Local Aboriginal people supplied the hotel with fish that they caught in the river, in exchange for alcohol. A local free selector supplied the hotel with other produce.

In October 1918, the settlement hosted a visit by General Pau and others of a visiting French mission.

During the early 1920s, some larger holdings in the area were sub-divided and converted to dairy farming, and a cheese factory opened at Newton Boyd. A sawmill opened around the same time, and timber getting in the nearby forests was also an occupation for residents of Newton Boyd. There was also some gold mining in the area, and, in 1918, there was a molybdenite mine about two miles from the village. Despite these sources of employment, Newton Boyd never grew into a large settlement.

The hotel, by then known as the Rosemount Hotel, was badly damaged by fire in January 1941, and its licence was surrendered in late 1941. By then, the population, within a five mile radius was said to be less than 25. Newton Boyd had a school from January 1896 to December 1974. The village had a post office. There was also a war memorial hall, opened, in September 1924, by Governor de Chair, who also unveiled the village's war memorial.

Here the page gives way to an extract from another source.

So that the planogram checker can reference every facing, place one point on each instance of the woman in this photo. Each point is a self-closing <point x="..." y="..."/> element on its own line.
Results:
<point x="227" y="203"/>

In 1924 and 1959, the area of the town was reduced by the closure of some streets. In 1968, Newton Boyd was mentioned only as a hamlet.

== Present day ==
There is little left of the village now, other than its war memorial. The roll of honour from the Newton Boyd hall is now at a museum in Glen Innes. The portion of the main road through the village site is still known as Clarence Street, and it provides the link between Old Grafton Road (from the Glenn Innes end) and Old Glen Innes Road (from the Grafton end).

The land in the valley bottoms within the locality is mostly cleared for agriculture, and mainly used for grazing. Much of the higher, forested areas are either part of Nymboyda National Park or Gibraltar Range National Park.